A 3 GHz iMac.....NICE!!
I’ve said several times in this blog that the iMac is my favorite Mac, and the one I would recommend for users wanting a desktop. The trick of making yourself happy with one, of course, is to buy one that meets or exceeds your current needs. I could happily say that a 3.06 GHz iMac would exceed my current needs, but then most any machine would since I already own a 2.66 Ghz dual processor Intel dual core Xenon powered Mac Pro and and Intel Core 2 Duo MacBook Pro. Regardless, in a true demonstration that men are only as big as their toys, I want a 3.06 Ghz iMac with a 24 inch screen, need one or not!

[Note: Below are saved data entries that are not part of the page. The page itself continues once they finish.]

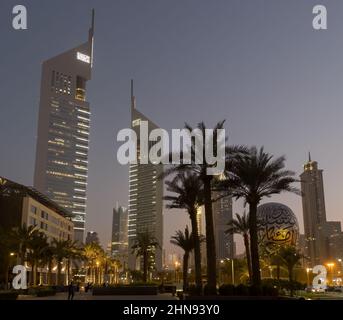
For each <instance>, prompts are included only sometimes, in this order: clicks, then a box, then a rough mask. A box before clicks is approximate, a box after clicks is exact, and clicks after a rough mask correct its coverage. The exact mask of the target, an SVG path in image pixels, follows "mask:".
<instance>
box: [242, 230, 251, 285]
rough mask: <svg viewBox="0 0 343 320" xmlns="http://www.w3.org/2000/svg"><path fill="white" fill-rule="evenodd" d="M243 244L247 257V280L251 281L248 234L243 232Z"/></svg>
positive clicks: (249, 249) (249, 254)
mask: <svg viewBox="0 0 343 320" xmlns="http://www.w3.org/2000/svg"><path fill="white" fill-rule="evenodd" d="M243 238H244V246H245V255H246V257H247V265H248V272H249V281H250V282H251V281H252V271H251V255H250V247H249V235H248V234H244V235H243Z"/></svg>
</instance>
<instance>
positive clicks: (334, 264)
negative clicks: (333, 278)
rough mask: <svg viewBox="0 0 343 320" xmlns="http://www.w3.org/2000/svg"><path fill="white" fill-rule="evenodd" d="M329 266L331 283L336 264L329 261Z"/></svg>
mask: <svg viewBox="0 0 343 320" xmlns="http://www.w3.org/2000/svg"><path fill="white" fill-rule="evenodd" d="M326 265H327V266H328V267H329V271H330V280H331V281H330V282H331V285H332V283H333V267H334V266H335V264H334V263H333V262H329V263H327V264H326Z"/></svg>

While acknowledging there has no be no logic in such a purchase at all, I did take a look at what the best configuration of such a machine would be for me. I would rarely
use it as a gamer but would be entirely likely to employ it running Final Cut Pro, Motion 2, Compressor, or Photoshop. So, I decided to take a look at taking the bottom of the line of the 24 inch iMacs and building it to order so I could compare its price against the base price of the top of the line 24 inch iMac. Here’s why…
I consider Rob-art’s “barefeats.com” website as the premiere website when it comes to measuring and discussing Mac performance, and a while back it posted some tests that measured the performance of the ATI Radeon 2600 HD (among others) and the Nvidia GeForce 8800GT. The Radeon is the GPU in the low end 24 incher, and the GeForce is the CPU in the high-end 24 incher. While the GeForce GPU is definitely stronger in some games, the Radeon is the faster GPU when working with “pro” applications (like those I mentioned above).
Hence the effort to price out a 24 incher with the Radeon GPU (starts at $1799) and upgrading it to a 3.06GHz CPU and upgrading the hard drive from 320GB to 500GB. That makes for a $2049 machine that will ship in 1-3 business days versus a $2199 machine that also ships in 1-3 business days. Not a lot of savings. If I was going to spend more, I’d kick the hard drive up to 750GB, adding another $94 of cost, and bringing the total to $2143, $56 less than the top of the line machine. That makes it a trade of hard disk space for a little less gaming performance but better “pro app” performance. This is the configuration I’d go after.
Will I buy one? Oh, I’m REALLY tempted! I’d love to be able to benchmark that machine using Cinebench against a current 2.0 GHz iMac, my 2.33 GHz Intel Core 2 Duo MacBook Pro, a 2.66 GHz quad-core Mac Pro, and possibly a 2.0 GHz Intel Core Duo iMac, a dual processor 2.0 GHz G5 PowerMac, and a dual processor 1.25 GHz G4 PowerMac that are still lurking out in my family. More than likely, I’ll show some restraint and won’t get the thing now, if at all, though. But, with me, you never know. Sometimes my wild hair wins out, even if the rest of it is turning slightly grey!